Paramahansa Yogananda

He did not ask people to abandon their desires but to examine them with awareness. What is it you actually want when you want a new relationship, more money, or recognition? You want the feeling those things promise. And that feeling, at its purest, is the joy of connection with your own divine nature.

“The soul’s hunger can never be satisfied by material things. It can only be satisfied by the realization of God, who is the source of all joy.”

Paramahansa Yogananda

Questions & Answers

Does this mean I should stop pursuing material goals?

Not at all. Yogananda was practical about human life and recognized that material needs are real. His teaching is not about renunciation for its own sake. It is about understanding what you are truly seeking through your goals. Pursue your ambitions wholeheartedly, but do so with the awareness that no external achievement will provide permanent satisfaction. When you pair your outer pursuits with an inner practice, you find fulfillment in the journey rather than depending entirely on the destination.

Why do I feel empty after achieving something I wanted?

That emptiness is your greatest teacher. It is showing you that the object of your desire was never the true source of the joy you felt when you attained it. The joy came from within you, triggered by the momentary cessation of wanting. Once the novelty fades and new desires arise, the emptiness returns. Yogananda would say that this cycle is not a curse but an invitation to seek the one fulfillment that does not fade.

How do I find the desire that satisfies all desires?

Through meditation and the sincere longing for truth. Yogananda taught specific techniques designed to still the mind and open the heart to divine communion. But the essential starting point is a genuine desire for something more than what the world can offer. If you are reading this and feel a stirring within you, that stirring is itself the desire Yogananda is speaking about. Follow it. Let it lead you into deeper practice and deeper inquiry.

Is it possible to experience divine joy while living an ordinary life?

Yogananda was clear that divine joy is not reserved for those who withdraw from the world. He had students who were business owners, parents, artists, and professionals. The key is a daily practice of meditation combined with an attitude of devotion that infuses your ordinary activities with meaning. Over time, the boundary between your spiritual life and your daily life dissolves, and you find that joy is available in the most unexpected moments.

Practice

Take a moment to think about something you deeply desire right now. It could be anything: a relationship, financial freedom, creative success, better health. Hold that desire gently in your awareness without judgment.

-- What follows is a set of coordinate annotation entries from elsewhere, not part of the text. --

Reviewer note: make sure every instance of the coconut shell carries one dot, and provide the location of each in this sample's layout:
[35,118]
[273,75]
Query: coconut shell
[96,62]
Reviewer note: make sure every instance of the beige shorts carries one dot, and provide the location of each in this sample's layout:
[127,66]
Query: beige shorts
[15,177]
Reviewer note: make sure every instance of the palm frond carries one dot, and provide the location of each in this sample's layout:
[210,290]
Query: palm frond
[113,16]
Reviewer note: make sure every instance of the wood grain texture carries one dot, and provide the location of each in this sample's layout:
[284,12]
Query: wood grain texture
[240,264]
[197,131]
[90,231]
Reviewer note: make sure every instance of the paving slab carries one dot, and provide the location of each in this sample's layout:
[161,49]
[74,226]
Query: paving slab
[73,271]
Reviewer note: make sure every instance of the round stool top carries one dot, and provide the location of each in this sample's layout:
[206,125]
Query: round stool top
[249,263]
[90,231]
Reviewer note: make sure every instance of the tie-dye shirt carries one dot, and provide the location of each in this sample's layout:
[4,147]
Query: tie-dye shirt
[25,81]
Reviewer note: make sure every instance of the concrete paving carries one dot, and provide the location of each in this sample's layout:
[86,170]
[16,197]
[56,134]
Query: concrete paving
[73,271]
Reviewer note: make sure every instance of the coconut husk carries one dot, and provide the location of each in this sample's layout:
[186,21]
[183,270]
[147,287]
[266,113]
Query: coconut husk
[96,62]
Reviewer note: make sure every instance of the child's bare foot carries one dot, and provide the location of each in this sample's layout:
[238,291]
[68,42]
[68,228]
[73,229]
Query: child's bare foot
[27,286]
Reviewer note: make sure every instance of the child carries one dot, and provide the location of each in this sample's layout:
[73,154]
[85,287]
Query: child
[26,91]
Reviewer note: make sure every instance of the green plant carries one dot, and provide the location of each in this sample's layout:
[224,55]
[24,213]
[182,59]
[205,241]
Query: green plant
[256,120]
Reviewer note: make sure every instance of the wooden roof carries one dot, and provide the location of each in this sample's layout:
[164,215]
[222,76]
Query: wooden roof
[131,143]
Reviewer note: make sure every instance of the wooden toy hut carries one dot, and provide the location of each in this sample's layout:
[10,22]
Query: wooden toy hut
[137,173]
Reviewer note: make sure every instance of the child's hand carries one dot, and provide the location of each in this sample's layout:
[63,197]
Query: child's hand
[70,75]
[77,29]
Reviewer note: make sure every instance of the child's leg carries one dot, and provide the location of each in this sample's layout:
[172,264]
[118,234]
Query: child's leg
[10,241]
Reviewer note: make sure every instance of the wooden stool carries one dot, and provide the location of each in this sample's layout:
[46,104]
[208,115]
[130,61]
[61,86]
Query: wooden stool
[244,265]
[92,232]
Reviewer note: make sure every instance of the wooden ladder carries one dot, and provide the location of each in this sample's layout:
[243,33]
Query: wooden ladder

Now ask yourself: What feeling do I believe this will give me? Security? Love? Freedom? Joy? Sit quietly and feel that feeling directly, without needing the external thing to produce it. Let the feeling arise from within, as though it already belongs to you. Rest in that feeling for several minutes. You are not bypassing your desire. You are going straight to its essence. This practice, done regularly, begins to reveal the truth Yogananda taught: the joy you seek is already within you, and every desire is simply pointing you home to it.